Alumna writes book that chronicles Toledo’s glass history

April 28th, 2015 Posted in From Our Alumni

By Vicki L. Kroll

BarbaraFloydBarbara Floyd spent one year piecing together the history of the business that led to Toledo’s nickname.

In The Glass City: Toledo and the Industry That Built It, she follows the first fledgling company that fired up furnaces in 1888 to the triumphant reign of three powerhouses — Owens-Illinois Inc., Libbey-Owens-Ford Co. and Owens Corning Corp. — that made the town the world leader in glass production, to when that supremacy started to shatter.
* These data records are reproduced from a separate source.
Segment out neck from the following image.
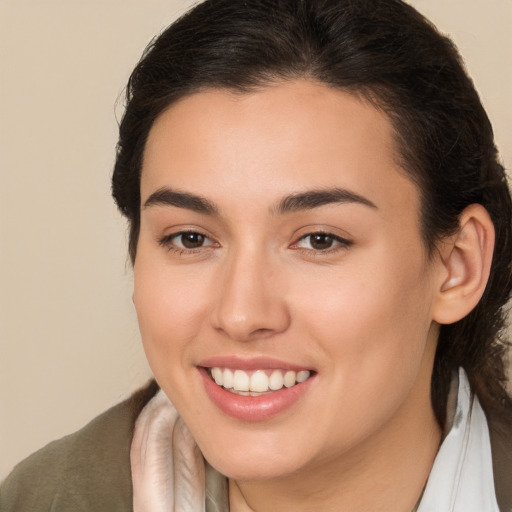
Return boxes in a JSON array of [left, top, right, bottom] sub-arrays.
[[229, 384, 441, 512]]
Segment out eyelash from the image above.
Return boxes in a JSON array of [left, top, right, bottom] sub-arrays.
[[158, 230, 217, 255], [158, 230, 353, 256], [291, 231, 353, 255]]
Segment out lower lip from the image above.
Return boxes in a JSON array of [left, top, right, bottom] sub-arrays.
[[198, 367, 315, 422]]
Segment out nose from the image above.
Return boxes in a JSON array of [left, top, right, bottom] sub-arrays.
[[211, 249, 291, 342]]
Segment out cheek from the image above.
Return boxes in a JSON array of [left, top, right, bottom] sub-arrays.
[[286, 258, 435, 447], [291, 247, 434, 381], [133, 255, 212, 370]]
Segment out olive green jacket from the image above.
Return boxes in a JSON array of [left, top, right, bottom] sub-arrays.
[[1, 398, 134, 512], [2, 381, 511, 511], [0, 382, 158, 512]]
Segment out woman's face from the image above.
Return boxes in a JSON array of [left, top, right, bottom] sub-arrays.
[[134, 80, 442, 481]]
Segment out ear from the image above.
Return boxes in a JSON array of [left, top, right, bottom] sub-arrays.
[[432, 204, 495, 325]]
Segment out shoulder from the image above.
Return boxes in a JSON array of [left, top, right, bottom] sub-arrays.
[[0, 380, 159, 512]]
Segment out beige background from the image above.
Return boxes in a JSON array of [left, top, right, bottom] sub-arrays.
[[1, 0, 511, 479]]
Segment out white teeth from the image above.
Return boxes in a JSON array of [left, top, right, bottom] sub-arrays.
[[283, 370, 296, 388], [223, 368, 234, 389], [209, 367, 311, 393], [297, 370, 310, 383], [211, 367, 223, 385], [233, 369, 250, 391], [269, 370, 284, 390], [250, 371, 269, 392]]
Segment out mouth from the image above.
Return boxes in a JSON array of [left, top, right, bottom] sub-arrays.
[[208, 367, 312, 396], [198, 361, 316, 421]]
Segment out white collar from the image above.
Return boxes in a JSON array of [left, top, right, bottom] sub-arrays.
[[416, 368, 500, 511]]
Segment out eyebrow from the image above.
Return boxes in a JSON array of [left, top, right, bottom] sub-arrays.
[[273, 188, 377, 214], [143, 186, 377, 216], [143, 187, 219, 215]]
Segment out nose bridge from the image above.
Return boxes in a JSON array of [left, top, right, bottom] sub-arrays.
[[212, 241, 290, 341]]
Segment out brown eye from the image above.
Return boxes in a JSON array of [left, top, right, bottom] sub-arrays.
[[309, 234, 335, 250], [178, 232, 207, 249], [294, 232, 352, 252], [159, 230, 216, 252]]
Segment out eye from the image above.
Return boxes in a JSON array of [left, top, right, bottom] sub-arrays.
[[159, 230, 217, 252], [174, 232, 208, 249], [294, 232, 352, 252]]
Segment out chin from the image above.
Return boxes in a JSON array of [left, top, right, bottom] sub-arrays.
[[206, 452, 304, 482], [196, 430, 316, 482]]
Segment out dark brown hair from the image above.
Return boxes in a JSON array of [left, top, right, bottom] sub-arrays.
[[112, 0, 512, 424]]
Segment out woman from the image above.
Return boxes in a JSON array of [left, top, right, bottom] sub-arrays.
[[2, 0, 511, 510]]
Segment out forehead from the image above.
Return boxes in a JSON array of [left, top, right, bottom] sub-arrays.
[[141, 80, 420, 220]]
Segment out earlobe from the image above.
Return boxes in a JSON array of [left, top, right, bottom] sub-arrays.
[[432, 204, 495, 325]]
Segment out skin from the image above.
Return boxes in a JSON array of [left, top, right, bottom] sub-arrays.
[[134, 80, 445, 511]]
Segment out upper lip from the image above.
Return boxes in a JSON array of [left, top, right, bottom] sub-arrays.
[[198, 355, 313, 372]]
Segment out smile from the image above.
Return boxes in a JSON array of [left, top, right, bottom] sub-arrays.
[[199, 361, 316, 421], [209, 367, 311, 395]]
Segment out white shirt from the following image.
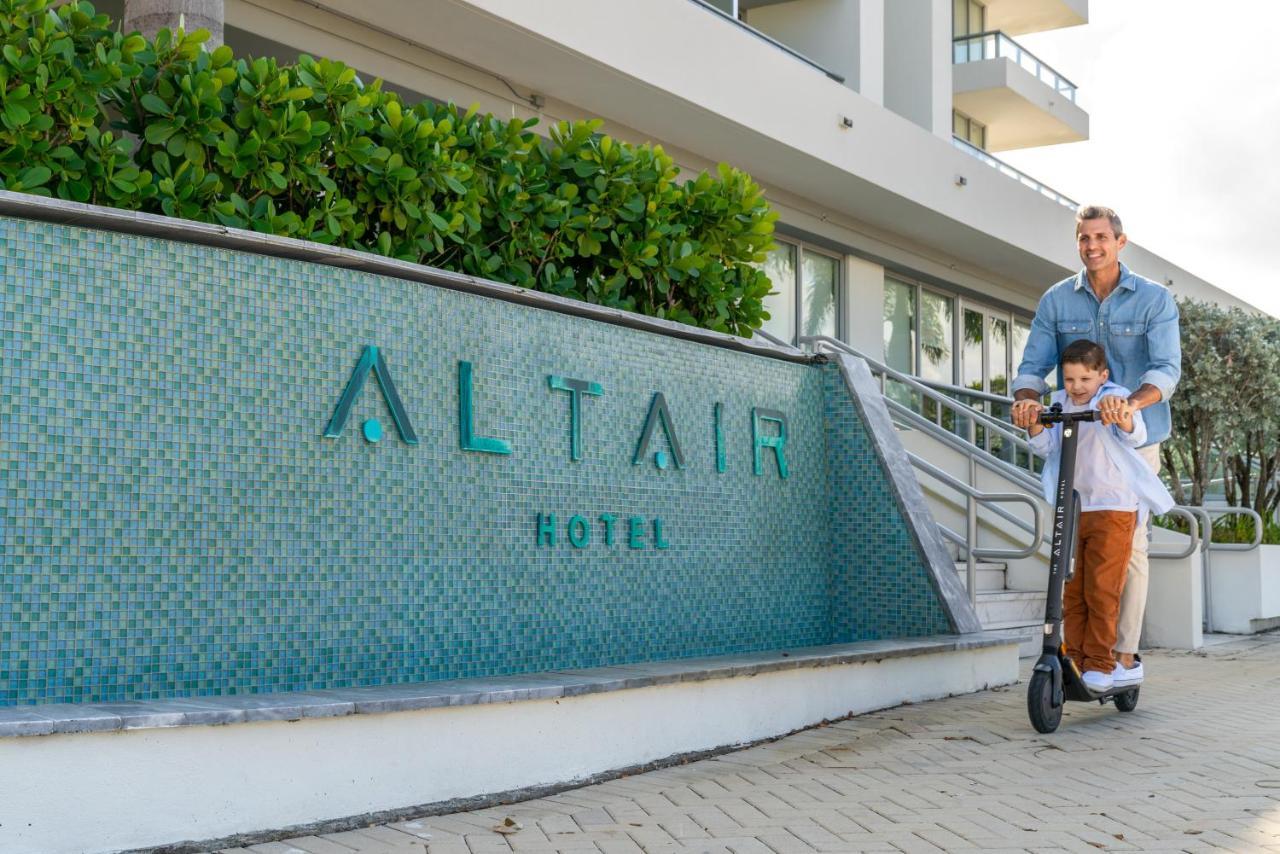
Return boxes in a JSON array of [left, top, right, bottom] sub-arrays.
[[1059, 396, 1138, 512]]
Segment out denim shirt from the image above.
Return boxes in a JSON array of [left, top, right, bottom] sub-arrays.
[[1012, 263, 1181, 446], [1026, 383, 1175, 517]]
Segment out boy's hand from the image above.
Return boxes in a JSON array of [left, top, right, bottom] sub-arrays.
[[1011, 399, 1043, 430], [1098, 395, 1135, 431]]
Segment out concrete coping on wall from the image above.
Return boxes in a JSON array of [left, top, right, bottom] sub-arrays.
[[0, 631, 1021, 739], [0, 191, 812, 365]]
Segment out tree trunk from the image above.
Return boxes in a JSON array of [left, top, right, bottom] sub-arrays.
[[122, 0, 224, 48], [1164, 445, 1187, 506]]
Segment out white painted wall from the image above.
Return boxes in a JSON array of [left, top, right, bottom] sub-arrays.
[[747, 0, 883, 104], [0, 646, 1016, 854], [883, 0, 951, 139], [843, 254, 886, 358], [1207, 546, 1280, 634], [1143, 536, 1204, 649]]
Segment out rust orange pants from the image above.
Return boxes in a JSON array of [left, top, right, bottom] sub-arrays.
[[1065, 510, 1138, 674]]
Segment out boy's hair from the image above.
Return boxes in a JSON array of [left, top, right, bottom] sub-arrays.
[[1061, 339, 1108, 372]]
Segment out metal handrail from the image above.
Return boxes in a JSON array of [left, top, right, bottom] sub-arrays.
[[951, 136, 1078, 210], [952, 30, 1078, 100], [797, 335, 1239, 581], [1183, 506, 1263, 634], [883, 396, 1040, 492], [909, 452, 1043, 605], [803, 335, 1043, 477], [1205, 507, 1265, 552], [1153, 506, 1201, 561], [918, 376, 1017, 407]]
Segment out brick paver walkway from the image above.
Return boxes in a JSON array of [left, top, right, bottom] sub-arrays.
[[226, 634, 1280, 853]]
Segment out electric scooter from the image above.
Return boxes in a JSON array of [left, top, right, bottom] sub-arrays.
[[1026, 403, 1140, 734]]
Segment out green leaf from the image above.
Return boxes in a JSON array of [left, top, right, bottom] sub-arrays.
[[140, 93, 171, 116], [4, 102, 31, 127], [19, 165, 51, 188]]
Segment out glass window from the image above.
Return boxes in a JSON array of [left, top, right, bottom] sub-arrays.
[[760, 243, 796, 344], [801, 251, 838, 340], [953, 110, 986, 149], [969, 118, 985, 149], [962, 308, 984, 392], [883, 278, 916, 374], [954, 0, 985, 37], [990, 316, 1009, 396], [919, 290, 954, 385]]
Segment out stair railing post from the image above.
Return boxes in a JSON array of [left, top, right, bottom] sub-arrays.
[[966, 417, 978, 605]]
“I came away from this project with a new-found appreciation for how unique Toledo was in its industrial history — the way the city produced some of the most important developments and technological innovations in industrial history,” Floyd said. “Toledo companies invented the automatic bottle machine, Fiberglas, insulated glass, safety glass for automobiles, structural glass that made skyscrapers possible, glass-composite products and many others.

“In addition, the people who developed new techniques for industrial glass also helped to create the studio glass movement that produced beautiful works of art made of glass.”

The director of the Ward M. Canaday Center for Special Collections was lucky to have more than 500 linear feet of records on Toledo’s manufacturing glass commerce in the vault on the fifth floor of Carlson Library.

“Beginning in the 1980s, the Canaday Center has been attempting to collect records that document Toledo’s most important industries,” Floyd (Journalism 1980; M.A., History 1982; M.P.A., 1989) who also serves as university archivist, said. “The first glass-related collection we acquired was the records of Libbey-Owens-Ford, the producer of window glass. A few years later, we acquired the records of Owens-Illinois, the producer of bottles, and then most recently, the records of Owens Corning, the producer of Fiberglas.

“These collections represent the most important documentation of industrial glass in the country.”

Knowing that information was stored at The University of Toledo and that Floyd was the author of several local history works, University of Michigan Press Editor Scott Ham reached out to see if she would be interested in preparing a book proposal.

“While there had been historical studies of particular companies in the past, there had not been a comprehensive book that looked at the overall — and interconnected — histories of Toledo’s glass companies since the 1940s,” said Floyd, who also conducted research at the Toledo Museum of Art, the West Virginia Museum of American Glass, the Center for Archival Collections at Bowling Green State University, and the Harry Ransom Humanities Research Center at the University of Texas.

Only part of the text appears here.